For further details about these parameters, please refer to the STAR manual

Resource Requirements

Resource requirements are specified using the CWL ResourceRequirement class. Each subworkflow contains specific requests for RAM, disk space, and number of threads. These values are set for average-sized RNA Sequencing input files for alignment against the human reference genome. If the default values are not sufficient, please modify the ResourceRequirement values in the subworkflow CWL files.

Workflow Outputs

The following output files are uploaded to Synapse during workflow execution:

  • gene_all_counts_matrix.txt: Table containing raw gene counts, where row labels are geneid's and column labels are synapseid's for input files
  • gene_all_counts_matrix_clean.txt: The same gene count table, but synapseid's have been converted to specimenID's and any duplicate samples were removed
  • Star_Log_Merged.txt: Table containing mapping statistics that were parsed from the STAR aligner log files
  • Star_Log_Merged_clean.txt: The same mapping statistics table, but synapseid's have been converted to specimenID's and any duplicate samples were removed
  • Study_all_metrics_matrix.txt: A table containing statistics about realigned BAM files, as generated by picardtools
  • Study_all_metrics_matrix_clean.txt: The same table containing realigned BAM file statistics, but synapseid's have been converted to specimenID's and any duplicate samples were removed
  • provenance.csv: A csv file where the first field contains the synapseid's for all input files that were used in the processing workflow, the second field contains the version of the synapseid that was used, and the third field contains the corresponding specimenID from the Synapse annotation

Tests

cwltest is used for testing.
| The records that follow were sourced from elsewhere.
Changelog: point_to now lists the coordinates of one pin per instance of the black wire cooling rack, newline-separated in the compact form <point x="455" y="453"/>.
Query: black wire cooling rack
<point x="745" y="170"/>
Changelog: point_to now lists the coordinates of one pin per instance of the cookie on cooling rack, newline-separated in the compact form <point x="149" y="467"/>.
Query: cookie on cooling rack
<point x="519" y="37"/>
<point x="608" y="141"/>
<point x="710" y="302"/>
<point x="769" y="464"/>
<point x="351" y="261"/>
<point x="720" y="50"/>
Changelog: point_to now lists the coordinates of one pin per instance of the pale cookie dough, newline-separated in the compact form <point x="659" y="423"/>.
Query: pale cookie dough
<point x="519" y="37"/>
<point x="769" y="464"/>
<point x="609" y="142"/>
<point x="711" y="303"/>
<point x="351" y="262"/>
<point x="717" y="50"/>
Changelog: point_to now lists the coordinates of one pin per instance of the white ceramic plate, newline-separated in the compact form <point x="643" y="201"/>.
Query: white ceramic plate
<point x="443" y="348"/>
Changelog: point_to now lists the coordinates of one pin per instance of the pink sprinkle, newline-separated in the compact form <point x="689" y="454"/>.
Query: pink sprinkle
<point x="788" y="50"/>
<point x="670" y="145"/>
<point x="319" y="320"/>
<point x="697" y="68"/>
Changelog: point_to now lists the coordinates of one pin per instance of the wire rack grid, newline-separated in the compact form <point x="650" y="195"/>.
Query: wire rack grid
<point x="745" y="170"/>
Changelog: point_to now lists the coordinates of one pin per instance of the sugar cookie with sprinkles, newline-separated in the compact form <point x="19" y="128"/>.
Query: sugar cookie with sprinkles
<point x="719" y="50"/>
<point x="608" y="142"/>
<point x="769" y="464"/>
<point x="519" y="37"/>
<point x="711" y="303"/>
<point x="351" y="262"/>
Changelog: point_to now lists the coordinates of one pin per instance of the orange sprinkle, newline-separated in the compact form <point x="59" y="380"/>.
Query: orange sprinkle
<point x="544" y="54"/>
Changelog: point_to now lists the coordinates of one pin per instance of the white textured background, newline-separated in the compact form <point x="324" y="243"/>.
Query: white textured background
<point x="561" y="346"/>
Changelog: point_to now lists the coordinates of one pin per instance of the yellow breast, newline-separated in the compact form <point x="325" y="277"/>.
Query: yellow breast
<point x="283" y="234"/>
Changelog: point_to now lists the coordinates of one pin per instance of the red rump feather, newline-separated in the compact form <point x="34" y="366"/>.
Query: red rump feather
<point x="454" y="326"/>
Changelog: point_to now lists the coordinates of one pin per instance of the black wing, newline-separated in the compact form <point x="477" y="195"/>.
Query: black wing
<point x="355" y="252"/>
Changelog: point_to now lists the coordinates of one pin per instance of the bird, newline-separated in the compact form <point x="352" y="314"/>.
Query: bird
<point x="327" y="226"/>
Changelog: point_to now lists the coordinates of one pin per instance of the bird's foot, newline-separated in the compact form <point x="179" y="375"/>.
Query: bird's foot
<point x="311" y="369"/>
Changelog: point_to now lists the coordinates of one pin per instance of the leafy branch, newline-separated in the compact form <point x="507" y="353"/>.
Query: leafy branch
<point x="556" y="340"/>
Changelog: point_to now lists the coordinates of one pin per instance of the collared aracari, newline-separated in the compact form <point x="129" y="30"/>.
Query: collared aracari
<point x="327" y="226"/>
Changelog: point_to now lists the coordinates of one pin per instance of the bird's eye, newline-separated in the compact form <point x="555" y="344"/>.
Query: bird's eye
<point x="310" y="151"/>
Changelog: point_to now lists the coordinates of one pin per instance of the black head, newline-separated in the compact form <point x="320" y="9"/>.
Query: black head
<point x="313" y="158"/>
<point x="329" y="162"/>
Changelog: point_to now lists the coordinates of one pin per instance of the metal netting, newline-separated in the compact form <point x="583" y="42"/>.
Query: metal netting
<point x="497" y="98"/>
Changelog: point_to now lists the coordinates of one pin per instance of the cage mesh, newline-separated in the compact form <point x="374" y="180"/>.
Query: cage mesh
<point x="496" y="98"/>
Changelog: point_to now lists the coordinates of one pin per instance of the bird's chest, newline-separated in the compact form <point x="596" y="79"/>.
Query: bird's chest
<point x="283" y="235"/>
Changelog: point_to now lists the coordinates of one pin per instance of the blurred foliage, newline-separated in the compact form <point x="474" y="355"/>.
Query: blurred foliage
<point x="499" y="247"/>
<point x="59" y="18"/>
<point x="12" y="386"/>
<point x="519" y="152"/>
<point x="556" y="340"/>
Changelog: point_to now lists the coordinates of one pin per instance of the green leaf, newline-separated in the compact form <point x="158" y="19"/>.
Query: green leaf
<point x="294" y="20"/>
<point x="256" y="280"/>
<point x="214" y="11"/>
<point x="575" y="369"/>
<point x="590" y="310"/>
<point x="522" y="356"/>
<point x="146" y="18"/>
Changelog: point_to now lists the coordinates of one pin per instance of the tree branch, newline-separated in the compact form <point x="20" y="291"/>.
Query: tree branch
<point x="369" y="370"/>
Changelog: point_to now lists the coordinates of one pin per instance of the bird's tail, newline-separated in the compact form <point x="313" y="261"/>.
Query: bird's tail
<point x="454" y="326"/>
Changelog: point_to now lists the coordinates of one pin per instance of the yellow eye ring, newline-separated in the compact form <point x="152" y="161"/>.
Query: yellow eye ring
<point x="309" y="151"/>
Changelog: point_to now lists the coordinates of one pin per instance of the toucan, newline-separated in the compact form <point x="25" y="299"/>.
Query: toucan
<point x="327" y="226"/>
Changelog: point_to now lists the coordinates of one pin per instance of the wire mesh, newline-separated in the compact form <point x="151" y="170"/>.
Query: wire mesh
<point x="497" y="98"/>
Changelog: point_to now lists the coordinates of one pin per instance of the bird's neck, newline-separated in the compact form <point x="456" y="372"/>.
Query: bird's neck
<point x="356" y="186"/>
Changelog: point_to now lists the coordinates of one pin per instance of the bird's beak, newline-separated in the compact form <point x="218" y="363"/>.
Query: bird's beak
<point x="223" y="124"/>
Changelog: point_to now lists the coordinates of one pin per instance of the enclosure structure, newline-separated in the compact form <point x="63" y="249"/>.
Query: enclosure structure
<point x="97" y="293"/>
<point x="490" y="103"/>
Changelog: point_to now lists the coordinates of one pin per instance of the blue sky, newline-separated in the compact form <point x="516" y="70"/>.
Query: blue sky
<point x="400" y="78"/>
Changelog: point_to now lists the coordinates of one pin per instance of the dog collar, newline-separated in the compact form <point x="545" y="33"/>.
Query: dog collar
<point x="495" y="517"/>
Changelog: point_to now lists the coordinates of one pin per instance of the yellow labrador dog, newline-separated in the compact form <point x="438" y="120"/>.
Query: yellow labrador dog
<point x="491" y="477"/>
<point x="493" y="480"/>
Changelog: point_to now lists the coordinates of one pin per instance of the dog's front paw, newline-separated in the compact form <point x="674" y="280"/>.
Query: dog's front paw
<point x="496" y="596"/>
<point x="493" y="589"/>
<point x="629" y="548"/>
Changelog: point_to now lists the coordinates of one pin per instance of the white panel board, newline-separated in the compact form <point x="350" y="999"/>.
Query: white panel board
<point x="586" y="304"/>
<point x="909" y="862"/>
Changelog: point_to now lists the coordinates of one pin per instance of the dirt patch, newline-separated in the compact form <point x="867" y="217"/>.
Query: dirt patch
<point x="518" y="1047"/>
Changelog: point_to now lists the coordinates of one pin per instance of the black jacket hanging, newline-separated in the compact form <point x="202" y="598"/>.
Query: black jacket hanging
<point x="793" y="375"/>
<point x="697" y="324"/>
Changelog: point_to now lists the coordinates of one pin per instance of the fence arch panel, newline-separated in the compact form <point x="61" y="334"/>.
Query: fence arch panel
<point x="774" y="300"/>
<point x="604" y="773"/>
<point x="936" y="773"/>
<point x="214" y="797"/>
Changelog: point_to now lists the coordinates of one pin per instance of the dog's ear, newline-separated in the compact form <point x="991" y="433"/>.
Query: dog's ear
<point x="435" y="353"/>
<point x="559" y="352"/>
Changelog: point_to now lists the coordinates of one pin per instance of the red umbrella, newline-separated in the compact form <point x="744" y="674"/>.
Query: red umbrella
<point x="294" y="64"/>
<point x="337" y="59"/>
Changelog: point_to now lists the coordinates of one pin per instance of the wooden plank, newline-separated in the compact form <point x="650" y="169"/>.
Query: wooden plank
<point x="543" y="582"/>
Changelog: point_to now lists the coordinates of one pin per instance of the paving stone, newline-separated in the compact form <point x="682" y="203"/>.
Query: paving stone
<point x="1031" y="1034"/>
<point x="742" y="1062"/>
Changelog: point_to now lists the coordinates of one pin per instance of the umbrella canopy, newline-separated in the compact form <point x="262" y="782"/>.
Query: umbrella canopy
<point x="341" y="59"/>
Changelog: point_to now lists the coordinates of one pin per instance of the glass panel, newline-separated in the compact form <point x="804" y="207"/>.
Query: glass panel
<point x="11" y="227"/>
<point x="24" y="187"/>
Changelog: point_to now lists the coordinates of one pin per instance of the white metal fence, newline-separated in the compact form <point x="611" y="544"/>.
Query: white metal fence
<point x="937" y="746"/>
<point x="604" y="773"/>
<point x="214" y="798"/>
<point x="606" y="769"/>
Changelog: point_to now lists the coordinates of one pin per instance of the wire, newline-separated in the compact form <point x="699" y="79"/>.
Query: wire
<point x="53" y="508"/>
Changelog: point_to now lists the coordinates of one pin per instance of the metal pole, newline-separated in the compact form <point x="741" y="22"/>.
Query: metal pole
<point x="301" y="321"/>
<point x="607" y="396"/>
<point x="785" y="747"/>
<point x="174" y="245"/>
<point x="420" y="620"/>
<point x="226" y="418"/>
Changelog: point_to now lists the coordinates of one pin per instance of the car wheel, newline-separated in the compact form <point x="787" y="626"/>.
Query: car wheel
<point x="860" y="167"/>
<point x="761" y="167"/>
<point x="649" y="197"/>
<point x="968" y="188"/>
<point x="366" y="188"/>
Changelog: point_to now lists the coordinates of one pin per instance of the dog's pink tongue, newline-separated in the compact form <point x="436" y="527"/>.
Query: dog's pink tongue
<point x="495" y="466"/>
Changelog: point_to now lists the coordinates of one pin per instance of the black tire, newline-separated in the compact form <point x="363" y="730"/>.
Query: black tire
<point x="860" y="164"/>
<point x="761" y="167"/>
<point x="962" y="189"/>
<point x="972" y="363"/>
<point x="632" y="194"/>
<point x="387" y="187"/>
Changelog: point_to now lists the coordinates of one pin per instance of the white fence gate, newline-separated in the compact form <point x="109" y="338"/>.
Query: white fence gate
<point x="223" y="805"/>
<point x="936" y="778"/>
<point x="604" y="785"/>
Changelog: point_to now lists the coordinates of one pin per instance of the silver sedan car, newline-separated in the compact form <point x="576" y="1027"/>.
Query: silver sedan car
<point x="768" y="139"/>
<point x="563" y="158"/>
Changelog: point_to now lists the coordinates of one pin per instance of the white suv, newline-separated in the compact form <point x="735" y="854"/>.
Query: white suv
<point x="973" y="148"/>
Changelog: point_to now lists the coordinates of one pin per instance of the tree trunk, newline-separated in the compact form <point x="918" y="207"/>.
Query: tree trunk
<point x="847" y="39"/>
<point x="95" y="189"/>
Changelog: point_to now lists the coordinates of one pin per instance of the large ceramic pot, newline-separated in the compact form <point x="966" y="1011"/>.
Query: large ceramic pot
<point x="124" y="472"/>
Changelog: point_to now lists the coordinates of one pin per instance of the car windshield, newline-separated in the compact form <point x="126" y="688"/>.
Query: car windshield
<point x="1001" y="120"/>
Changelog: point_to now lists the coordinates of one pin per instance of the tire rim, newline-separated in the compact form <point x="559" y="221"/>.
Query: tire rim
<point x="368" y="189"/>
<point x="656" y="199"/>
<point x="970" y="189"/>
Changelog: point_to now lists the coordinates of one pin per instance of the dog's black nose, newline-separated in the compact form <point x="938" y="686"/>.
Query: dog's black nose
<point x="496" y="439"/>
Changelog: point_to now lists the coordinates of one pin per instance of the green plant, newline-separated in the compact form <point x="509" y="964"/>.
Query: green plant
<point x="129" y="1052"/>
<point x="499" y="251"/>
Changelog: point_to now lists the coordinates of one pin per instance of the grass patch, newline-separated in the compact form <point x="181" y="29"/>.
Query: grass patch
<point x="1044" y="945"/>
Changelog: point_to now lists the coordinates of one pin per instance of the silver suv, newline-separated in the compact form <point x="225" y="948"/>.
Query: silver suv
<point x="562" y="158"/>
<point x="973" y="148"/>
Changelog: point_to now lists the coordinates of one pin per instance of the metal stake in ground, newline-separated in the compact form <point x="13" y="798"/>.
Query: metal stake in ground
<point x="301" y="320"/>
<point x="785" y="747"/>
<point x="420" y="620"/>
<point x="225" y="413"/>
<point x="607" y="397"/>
Add test descriptions to tests/test-descriptions.yaml. Each test added requires a file describing the job inputs that should be added to the tests directory.

Integration Tests

Integration tests are automatically performed on any push to the master branch that does not contain the [skip-ci] string in the commit message. Test data is stored on a project in Synapse, and is accessed using a service account that has credentials stored as github secrets in this repository.

Continuous Deployment and Versioning

This repository uses GitHub actions to run tests and perform automated versioning.

CI

Defined in .github/workflows/ci.yaml, this action runs on each push to master where the commit does not contain '[skip-ci]'.

Versioning

Versioning is achieved through git tagging using semantic versioning. Each push to master will generate an increment to the patch value, unless the commit contains the string '[skip-ci]'.

Use the release script to do a minor or major release. To create a minor release, run python utils/release.py from the project root. To create a major release, run the same command but add the flag --major.

The release script has dependencies which can be installed to virtual environment using pipenv. After installing pipenv, run pipenv install to install the dependencies, and pipenv shell to activate the environment.

Alternately, to do a minor or major releases manually:

  1. Determine what the tag value will be. For example, to make a minor release from v0.1.22, the next tag would be v0.2.0.
  2. In the CWL tools, change the docker version to use that tag, and create a commit like "Update docker version in cwl tools in preparation for minor release"
  3. Run the tagging commmand: git tag v0.2.0
  4. Push the tag: git push --tags

Branch Versioning

Optionally, you can set up your repository for running the CI action on pushes to all branches, not just master. This is not the default behavior because it introduces complexity and requires that you use git in a certain way.

To set this up, in .github/workflows/ci.yaml, change master to '*' in the event filter ( on > push > branches). This will cause pushes to non-master tags to also build. They will be tagged with this pattern: -, e.g. v1.0.0-197e187.

If you choose to make this change, for best results we recommend that you also use the no-fast-forward flag (--no-ff) when merging branches to master. Using that flag will ensure that a new merge commit is created, and CI will run correctly. Without a new merge commit, versioning won't work correctly.